AMoRaR Book Review: Unfortunate

AMoRaR Book Review: Unfortunate

Welcome to A Month of Rain and Reads, a celebration of self-published and indie SFF throughout the entire month of November. To find out how you can take part and view the whole list of content, visit our introduction post.

This is a guest review for Unfortunate by Ayrton Silva as written by Stephanie Caye.


Wealth, power, and an easy life. Vaz had it all, but nothing could satisfy him. He always wanted more.

When one of his plans makes his boss finally decide he is a threat, Vaz finds himself with only two options: to roll over and die, or to roll the dice. Literally. Due to an ancient pact between his people and a god of chaos, Vaz, like all citizens of his country, has a special die that grants wishes… if you get a 20. Anything else results in a grisly death.

Vaz knew there would be a price to pay, but he didn’t expect that, instead of getting his wish right away, he’d have to work for his own safety. Worse: that he’d have to work for the sake of another person.

Now a fugitive forced to prevent a young woman’s death, Vaz is confronted not just by the ugliness of his world, but by his own part in it.

I picked up Ayrton Silva’s UNFORTUNATE on a whim. The blurb was intriguing and, hey, I’m a sucker for a morally grey male protagonist in peril.

In this case, our MC is Vaz. It feels slightly unfair to call him a villain, as that would denote more thought given to his actions than he ever bothers with. He’s Not A Good Person, though—as a banker who specializes in tricking people into taking on crippling debts to advance his career. His hollow devotion to personal gain and lack of empathy allows him to spin his actions as ‘just’—the people he scams were ignorant enough to let him trick them, thus they’re getting what they deserve.

But despite this insidious, selfish cynicism, he’s not a one-dimensional monster. He has friends he cares about. He misses the province where he grew up. Trapping strangers under mountains of debt is a means to an end: Vaz wants to win a transfer to a bank branch in his hometown and get out of the harsh, faceless city where he feels adrift and lonely.

Does that make his actions noble? Hell no. Not even a little—but at least it makes them understandable.

An assassination attempt forces him to reckon with his narrow, narcissistic worldview and puts him on a reluctant path to adventure. Being pummeled by a hired killer and finding out why he was targeted in the first place leads him to the revelation that while he’s been seeing everybody around him as NPCs to be squeezed and tricked for his own ends, other, more powerful people might just see him that way too. Who’d have guessed this cynical lifestyle would lead into a spiral of “fuck you, got mine” turtles all the way down?

Luckily, his newfound empathy doesn’t flood him with exhausting, saccharine Goodness, or even searing, broody Guilt. As Vaz comes to terms with the idea that caring about and helping strangers might not be the scam he’s let himself believe, he remains an arch, skeptical jackass. In short, he’s a believable, three-dimensional protagonist who fucks up a lot and learns from his mistakes . . . sometimes.

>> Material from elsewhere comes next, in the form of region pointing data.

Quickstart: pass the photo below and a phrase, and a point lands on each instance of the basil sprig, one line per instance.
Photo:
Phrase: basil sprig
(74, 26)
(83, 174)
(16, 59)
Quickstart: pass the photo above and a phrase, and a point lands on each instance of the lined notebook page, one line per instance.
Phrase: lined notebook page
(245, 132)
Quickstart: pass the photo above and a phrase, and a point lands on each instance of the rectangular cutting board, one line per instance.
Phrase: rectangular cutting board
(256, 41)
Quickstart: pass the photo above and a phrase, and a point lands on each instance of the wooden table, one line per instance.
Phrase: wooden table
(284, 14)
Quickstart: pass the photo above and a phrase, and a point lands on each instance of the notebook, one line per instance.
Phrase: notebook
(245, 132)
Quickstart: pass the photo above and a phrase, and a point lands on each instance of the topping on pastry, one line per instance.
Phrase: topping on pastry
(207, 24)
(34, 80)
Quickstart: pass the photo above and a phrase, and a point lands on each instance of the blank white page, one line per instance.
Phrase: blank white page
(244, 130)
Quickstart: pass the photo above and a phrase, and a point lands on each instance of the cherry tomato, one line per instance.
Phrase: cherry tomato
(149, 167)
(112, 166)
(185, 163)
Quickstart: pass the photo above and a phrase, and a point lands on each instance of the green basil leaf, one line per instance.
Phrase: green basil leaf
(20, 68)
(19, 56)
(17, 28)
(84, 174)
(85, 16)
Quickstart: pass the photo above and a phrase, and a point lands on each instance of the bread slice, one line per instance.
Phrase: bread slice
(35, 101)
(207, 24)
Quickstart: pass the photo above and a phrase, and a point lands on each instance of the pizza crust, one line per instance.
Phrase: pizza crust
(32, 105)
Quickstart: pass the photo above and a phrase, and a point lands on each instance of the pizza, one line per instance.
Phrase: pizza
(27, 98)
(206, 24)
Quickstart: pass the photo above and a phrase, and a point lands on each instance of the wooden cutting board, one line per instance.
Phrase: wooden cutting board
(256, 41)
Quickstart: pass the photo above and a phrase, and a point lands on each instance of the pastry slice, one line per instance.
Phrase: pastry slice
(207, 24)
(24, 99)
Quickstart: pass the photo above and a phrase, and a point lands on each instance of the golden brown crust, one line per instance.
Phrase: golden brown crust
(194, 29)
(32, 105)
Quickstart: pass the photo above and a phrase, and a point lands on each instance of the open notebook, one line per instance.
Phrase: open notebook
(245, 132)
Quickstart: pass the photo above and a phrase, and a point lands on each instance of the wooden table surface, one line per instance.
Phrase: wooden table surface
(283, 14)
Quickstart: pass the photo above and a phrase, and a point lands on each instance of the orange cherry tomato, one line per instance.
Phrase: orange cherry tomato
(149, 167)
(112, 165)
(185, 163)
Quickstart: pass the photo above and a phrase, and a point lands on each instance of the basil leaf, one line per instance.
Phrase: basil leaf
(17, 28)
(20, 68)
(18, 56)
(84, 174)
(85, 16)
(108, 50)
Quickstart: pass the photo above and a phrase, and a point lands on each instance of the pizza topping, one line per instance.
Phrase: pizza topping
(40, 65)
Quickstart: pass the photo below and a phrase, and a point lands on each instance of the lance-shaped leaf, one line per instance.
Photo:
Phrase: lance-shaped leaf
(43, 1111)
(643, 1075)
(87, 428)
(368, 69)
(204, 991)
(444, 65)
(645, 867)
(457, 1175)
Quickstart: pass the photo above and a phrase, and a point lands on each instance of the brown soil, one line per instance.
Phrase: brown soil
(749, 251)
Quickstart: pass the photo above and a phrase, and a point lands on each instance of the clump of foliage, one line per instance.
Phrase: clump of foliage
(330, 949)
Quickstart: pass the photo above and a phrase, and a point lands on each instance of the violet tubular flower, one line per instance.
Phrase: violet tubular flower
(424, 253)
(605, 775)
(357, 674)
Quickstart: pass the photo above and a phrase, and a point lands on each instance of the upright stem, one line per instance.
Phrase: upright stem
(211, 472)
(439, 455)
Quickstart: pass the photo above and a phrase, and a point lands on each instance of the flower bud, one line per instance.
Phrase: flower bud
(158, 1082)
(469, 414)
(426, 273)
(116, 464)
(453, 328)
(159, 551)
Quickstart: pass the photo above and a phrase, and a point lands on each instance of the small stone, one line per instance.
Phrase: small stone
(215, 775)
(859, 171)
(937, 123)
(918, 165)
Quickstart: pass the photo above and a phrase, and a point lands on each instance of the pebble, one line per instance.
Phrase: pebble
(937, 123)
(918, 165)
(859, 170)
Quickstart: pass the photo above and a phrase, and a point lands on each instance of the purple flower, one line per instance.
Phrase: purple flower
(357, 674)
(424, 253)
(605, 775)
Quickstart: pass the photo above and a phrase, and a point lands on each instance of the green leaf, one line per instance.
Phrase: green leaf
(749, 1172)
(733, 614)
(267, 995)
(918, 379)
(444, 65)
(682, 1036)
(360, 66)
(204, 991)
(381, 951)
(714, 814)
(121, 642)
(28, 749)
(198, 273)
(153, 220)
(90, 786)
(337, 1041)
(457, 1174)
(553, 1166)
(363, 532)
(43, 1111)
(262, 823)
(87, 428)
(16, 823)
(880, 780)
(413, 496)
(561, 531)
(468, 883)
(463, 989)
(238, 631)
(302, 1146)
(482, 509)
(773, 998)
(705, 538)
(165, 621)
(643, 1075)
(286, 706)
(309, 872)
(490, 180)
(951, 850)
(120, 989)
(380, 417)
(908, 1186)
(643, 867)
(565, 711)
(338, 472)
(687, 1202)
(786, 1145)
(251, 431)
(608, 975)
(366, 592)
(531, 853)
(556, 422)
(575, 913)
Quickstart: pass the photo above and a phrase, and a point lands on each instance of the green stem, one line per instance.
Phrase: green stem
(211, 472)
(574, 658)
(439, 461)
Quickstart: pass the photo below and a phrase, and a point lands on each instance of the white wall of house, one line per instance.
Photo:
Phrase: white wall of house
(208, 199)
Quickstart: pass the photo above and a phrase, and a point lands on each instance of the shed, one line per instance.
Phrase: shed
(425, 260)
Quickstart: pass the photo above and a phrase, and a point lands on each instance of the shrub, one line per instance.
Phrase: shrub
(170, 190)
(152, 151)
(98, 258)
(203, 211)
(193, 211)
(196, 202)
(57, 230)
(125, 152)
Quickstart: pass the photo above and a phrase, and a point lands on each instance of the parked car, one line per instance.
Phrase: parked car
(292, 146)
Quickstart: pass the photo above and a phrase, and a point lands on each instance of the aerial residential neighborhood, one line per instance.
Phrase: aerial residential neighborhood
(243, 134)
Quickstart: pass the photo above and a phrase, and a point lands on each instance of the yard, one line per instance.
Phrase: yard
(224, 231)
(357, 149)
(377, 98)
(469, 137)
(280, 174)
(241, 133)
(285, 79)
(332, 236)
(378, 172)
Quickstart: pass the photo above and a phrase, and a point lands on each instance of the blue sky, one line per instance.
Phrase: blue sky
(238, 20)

I realize all of the above might make the book sound like a heavy, ponderous character study but it’s absolutely not. Vaz’s personality and his backstory are laid out deftly in a few short, handy scenes, and the bulk of the story is action, magic and banter with a cast of other entertaining and sometimes even compassionate characters. It’s a fast-paced, quick read that never sinks too hard into drama or exposition but also doesn’t feel strictly surface-level. It’s brisk, funny and surprising.

The magic system is also massively enjoyable. The main religion of the world dictates that everyone carries a die that they roll in desperate situations to summon a chaos god. (Like, say, if a hired killer is trying to riddle you with bullets…) Ninety-five percent of the time, the god will just kill you in some terrible way, but there’s always a sliver of hope for the bright, shiny five percent chance that if you roll the correct number, the god will both extricate you from the danger and give you a wish to improve your life. (I’m sure there’s some kind of real-world metaphor here but I’m too entertained to nail it down.)

The catch is, of course, that if you hit that jackpot, the god gives you a task to complete before you get your wish. It’s a unique idea that’s delightfully bonkers (chaos based, after all) and it could be confusing in the wrong hands, but here it holds together really well.

If Silva’s ever inspired to write a sequel or spin this into a series, I’m so there for it because UNFORTUNATE is my kind of chaos.

CW: Bloody violence, Capitalism.


About the Guest Reviewer

Stephanie Caye grew up in Michigan wanting to be a famed, reclusive novelist. Then she moved to Austin, Texas, got a job in tech, started volunteering with shelter cats and dropped both “famed” and “reclusive” from her childhood dream. Now she lives in Montreal, still working in tech, still volunteering with cats, still writing, and harbouring a deep love of both chilaquiles and poutine. A former recipient of a University of Michigan Hopwood award for writing, she published her first urban fantasy novel, THE FLAWS OF GRAVITY, in 2022 and followed it up with two more books in the GRAVITY’S DAUGHTER series…so far.